Correlation Between Griffon and Rave Restaurant
Can any of the company-specific risk be diversified away by investing in both Griffon and Rave Restaurant at the same time? Although using a correlation coefficient on its own may not help to predict future stock returns, this module helps to understand the diversifiable risk of combining Griffon and Rave Restaurant into the same portfolio, which is an essential part of the fundamental portfolio management process.
By analyzing existing cross correlation between Griffon and Rave Restaurant Group, you can compare the effects of market volatilities on Griffon and Rave Restaurant and check how they will diversify away market risk if combined in the same portfolio for a given time horizon. You can also utilize pair trading strategies of matching a long position in Griffon with a short position of Rave Restaurant. Check out your portfolio center. Please also check ongoing floating volatility patterns of Griffon and Rave Restaurant.
Diversification Opportunities for Griffon and Rave Restaurant
0.36 | Correlation Coefficient |
Weak diversification
The 3 months correlation between Griffon and Rave is 0.36. Overlapping area represents the amount of risk that can be diversified away by holding Griffon and Rave Restaurant Group in the same portfolio, assuming nothing else is changed. The correlation between historical prices or returns on Rave Restaurant Group and Griffon is a relative statistical measure of the degree to which these equity instruments tend to move together. The correlation coefficient measures the extent to which returns on Griffon are associated (or correlated) with Rave Restaurant. Values of the correlation coefficient range from -1 to +1, where. The correlation of zero (0) is possible when the price movement of Rave Restaurant Group has no effect on the direction of Griffon i.e., Griffon and Rave Restaurant go up and down completely randomly.
Pair Corralation between Griffon and Rave Restaurant
Considering the 90-day investment horizon Griffon is expected to generate 1.05 times more return on investment than Rave Restaurant. However, Griffon is 1.05 times more volatile than Rave Restaurant Group. It trades about 0.08 of its potential returns per unit of risk. Rave Restaurant Group is currently generating about 0.0 per unit of risk. If you would invest 6,546 in Griffon on September 21, 2024 and sell it today you would earn a total of 654.00 from holding Griffon or generate 9.99% return on investment over 90 days.
Time Period | 3 Months [change] |
Direction | Moves Together |
Strength | Very Weak |
Accuracy | 100.0% |
Values | Daily Returns |
Griffon vs. Rave Restaurant Group
Performance |
Timeline |
Griffon |
Rave Restaurant Group |
Griffon and Rave Restaurant Volatility Contrast
Predicted Return Density |
Returns |
Pair Trading with Griffon and Rave Restaurant
The main advantage of trading using opposite Griffon and Rave Restaurant positions is that it hedges away some unsystematic risk.
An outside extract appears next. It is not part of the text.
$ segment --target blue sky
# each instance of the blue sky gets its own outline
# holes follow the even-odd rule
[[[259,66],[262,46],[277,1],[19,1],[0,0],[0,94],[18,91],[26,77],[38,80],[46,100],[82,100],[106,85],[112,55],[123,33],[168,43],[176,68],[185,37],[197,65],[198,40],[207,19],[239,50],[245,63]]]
Because of two separate transactions, even if Griffon position performs unexpectedly, Rave Restaurant can make up some of the losses. Pair trading also minimizes risk from directional movements in the market. For example, if an entire industry or sector drops because of unexpected headlines, the short position in Rave Restaurant will offset losses from the drop in Rave Restaurant's long position.Griffon vs. Brookfield Business Partners | Griffon vs. Tejon Ranch Co | Griffon vs. Compass Diversified Holdings | Griffon vs. Steel Partners Holdings |
Rave Restaurant vs. Ark Restaurants Corp | Rave Restaurant vs. One Group Hospitality | Rave Restaurant vs. Flanigans Enterprises | Rave Restaurant vs. Noble Romans |
Check out your portfolio center.Note that this page's information should be used as a complementary analysis to find the right mix of equity instruments to add to your existing portfolios or create a brand new portfolio. You can also try the Transaction History module to view history of all your transactions and understand their impact on performance.